Das Landgericht hat die Klage auf Rückabwickung der Beteiligung mit Endurteil vom 15.01.2016 abgewiesen.
Gegen dieses am 25.01.2016 zugestellte Urteil haben die Kläger am 22.02.2016 form- und fristgerecht Berufung eingelegt und beantragen
1. Auf die Berufung des Klägers wird das Endurteil des Landgerichts München I vom 15.01.2016 – 22 O 11949/15 – aufgehoben.
2. Die Beklagte wird verurteilt, an die Kläger 22.824,96 € zu bezahlen, davon an die Klägerin 11.412,48 € nebst Zinsen aus 10.512,48 in Höhe von 5 Prozentpunkten über dem Basiszinssatz seit 19.08.2014 zu bezahlen aus 900 € seit 14.02.2015, sowie an den Kläger 11.412,48 € nebst Zinsen aus 10.512,48 in Höhe von 5 Prozentpunkten über dem Basiszinssatz seit 05.09.2014 zu aus 900 € seit 14.02.2015.

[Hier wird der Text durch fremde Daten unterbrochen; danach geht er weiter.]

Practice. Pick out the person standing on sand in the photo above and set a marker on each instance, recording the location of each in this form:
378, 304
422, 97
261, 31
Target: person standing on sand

3. Die Beklagte wird verurteilt an die zu der Schadensnummer auf deren Konto bei der 2.354,30 € nebst Zinsen in Höhe von von 5 Prozentpunkten über dem Basiszinssatz seit 14.02.2015 zu bezahlen.
4. Es wird festgestellt, dass die Beklagte verpflichtet ist, die Kläger von sämtlichen Verpflichtungen und steuerlichen Nachteilen freizustellen, die durch die Zeichnung seiner Kommanditbeteiligung an der vom 02./.04.05.2005 entstanden sind und noch entstehen werden
5. Die Verurteilung zu den Ziffern 1 und 3 erfolgt Zug um Zug gegen Abtretung der Rechte des Klägers im Zusammenhang mit dessen Beteiligung an der vom 02./.04.05.2005.
6. Es wird festgestellt, dass sich die Beklagte mit der Annahme der Beteiligung der Klägerin seit dem 19.08.2014 und mit der Beteiligung des Klägers seit 05.09.2014 an der 32 u 777/16 – Seite 4 vom 02./.04.05.2005 in Annahmeverzug befindet.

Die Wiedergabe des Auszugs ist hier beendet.